Sunday, August 30, 2009

Part II: Our Lady of Guadalupe and the Pro-life Movement by Fr. Frank Pavone, Priests for Life




Image of Our Lady of Guadalupe

Continued from Part I

A Theology of Despair

The Aztecs had a complicated mythology-theology. The universe for them was essentially unstable, and in that universe humans played a very small role. This view led to pessimism, and a fear that they needed to always appease the deities. Their view was that the present world was the "Fifth world," made by the "Feathered Serpent." The previous four worlds had been destroyed by gods who turned people into monkeys or dogs. The present world, they thought, would be destroyed by an earthquake, as a result of which skeleton creatures would come out of the ground to destroy the surviving inhabitants of earth.
 

This is a theology of despair. Whatever moral aversion they may have had to human sacrifice, their despair made them feel they had no choice but to practice it. The dynamics behind abortion are essentially the same. While there may not be a mythology of feathered serpents and skeletons, there is real despair. People do not get abortions because of "freedom of choice"; they get them because they feel they have no freedom and no choice. They feel trapped, abandoned, desperate, and afraid.

The thousands of case-studies that Priests for Life has collected from post-abortive women are permeated by the theme expressed by the woman who said, "My friends told me I had no other option. The clinic did not offer me any alternative, and I was almost crying out for one." As author Frederica Mathewes-Green has said, a woman does not choose an abortion like she chooses a Porsche or an ice-cream -- rather, she chooses it like an animal caught in a trap chooses to gnaw off its own leg. Her experience is that she either chooses to end the life of this baby, or her own life will end. "I cannot handle it, I can't do it, nobody will support me, it's impossible."
 

The rationalizations offered for abortion are also full of despair for the child. "Why bring a child into this world, into these circumstances, where he/she will have to suffer so much?"

Eighteenth-century painting of God himself pai...

Image via Wikipedia 18th Century painting of God Himself painting the Icon.

From Despair to Hope

How does the image of Our Lady of Guadalupe answer the theology of despair, both for the Aztecs and for the Americas?
 

Our Lady is carrying God within her womb. The God of the Universe has now become a human being. No longer is there any question as to whether God is on our side. He is not a God who will destroy us; He is a God who has become our brother. He is not a God far away who waits to be appeased by blood. He is a God who shares our own flesh and blood, and is as close to the human family as an unborn child to his mother.
 

In this framework, human beings no longer play a small part in the universe.
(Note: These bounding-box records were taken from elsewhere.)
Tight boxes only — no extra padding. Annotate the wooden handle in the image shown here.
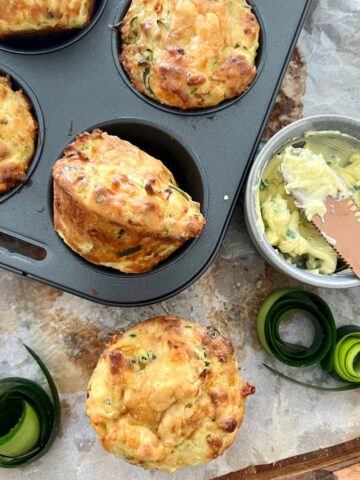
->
[214,438,360,480]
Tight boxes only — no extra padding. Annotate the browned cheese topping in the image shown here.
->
[120,0,259,110]
[53,130,205,273]
[86,317,253,471]
[0,76,37,193]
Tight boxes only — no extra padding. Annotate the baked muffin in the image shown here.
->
[53,130,205,273]
[119,0,260,110]
[86,317,254,472]
[0,76,37,193]
[0,0,95,38]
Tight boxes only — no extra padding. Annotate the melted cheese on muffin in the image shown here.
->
[53,130,205,273]
[86,317,254,472]
[0,77,37,193]
[120,0,259,109]
[0,0,95,37]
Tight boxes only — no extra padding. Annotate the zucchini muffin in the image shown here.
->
[0,76,37,193]
[86,317,255,472]
[0,0,95,38]
[119,0,260,110]
[53,130,205,273]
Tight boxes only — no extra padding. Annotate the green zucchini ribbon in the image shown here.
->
[257,289,360,391]
[0,345,61,468]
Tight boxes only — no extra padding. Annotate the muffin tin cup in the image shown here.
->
[49,118,208,277]
[0,63,45,203]
[0,0,107,55]
[0,0,310,306]
[245,115,360,288]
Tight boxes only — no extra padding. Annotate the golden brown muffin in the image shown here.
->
[0,76,37,193]
[0,0,95,38]
[53,130,205,273]
[86,317,255,472]
[119,0,260,110]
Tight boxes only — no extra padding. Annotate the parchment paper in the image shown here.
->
[0,0,360,480]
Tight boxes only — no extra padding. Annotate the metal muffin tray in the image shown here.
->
[0,0,311,306]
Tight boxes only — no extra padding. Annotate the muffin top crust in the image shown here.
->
[119,0,260,110]
[0,76,37,193]
[86,317,253,471]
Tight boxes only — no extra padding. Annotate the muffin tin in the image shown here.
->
[0,0,311,306]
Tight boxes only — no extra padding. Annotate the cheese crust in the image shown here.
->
[0,76,37,193]
[86,317,254,472]
[119,0,260,110]
[53,130,205,273]
[0,0,95,38]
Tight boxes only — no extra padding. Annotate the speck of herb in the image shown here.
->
[260,179,269,192]
[286,229,296,239]
[117,228,125,239]
[116,245,141,258]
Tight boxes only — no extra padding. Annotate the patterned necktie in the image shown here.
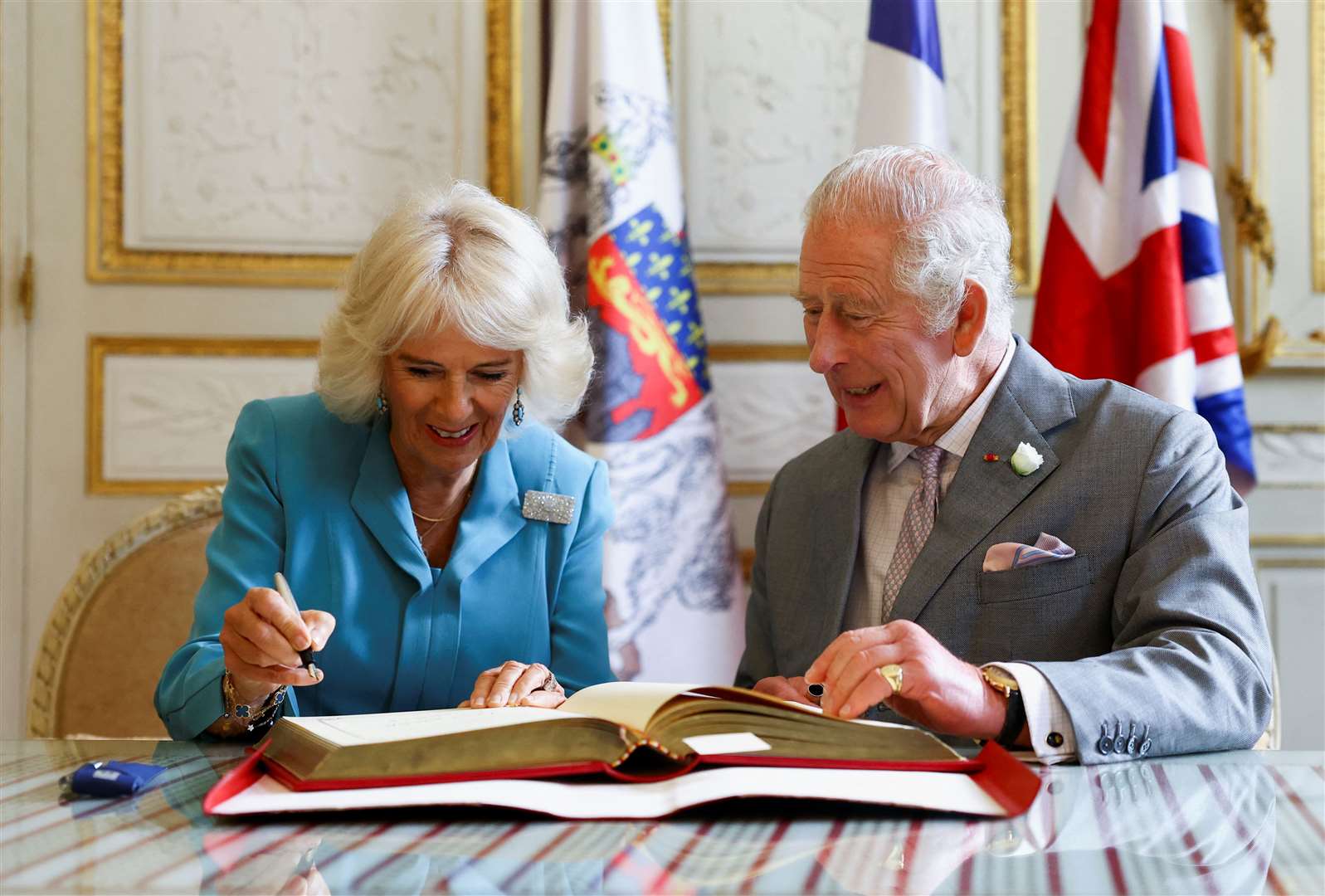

On the contrary, as the Second Vatican Council proclaimed, "By his incarnation the Son of God has united himself in some fashion with every human being" (Pastoral Constitution on the Church in the Modern World Gaudium et Spes, 22). The result of that is the promise of Revelation 3:21, "I will give the victor the right to sit with me on my throne."
 

The universe into which Our Lady of Guadalupe invites us is no longer an unstable universe. God clearly reveals Himself as the only God, who is and shares both love and life. This truth brings hope. There is no longer need for human sacrifice, whether on pagan altars or in abortion clinics, because both the present and the future are in the hands of a God who is "God with us."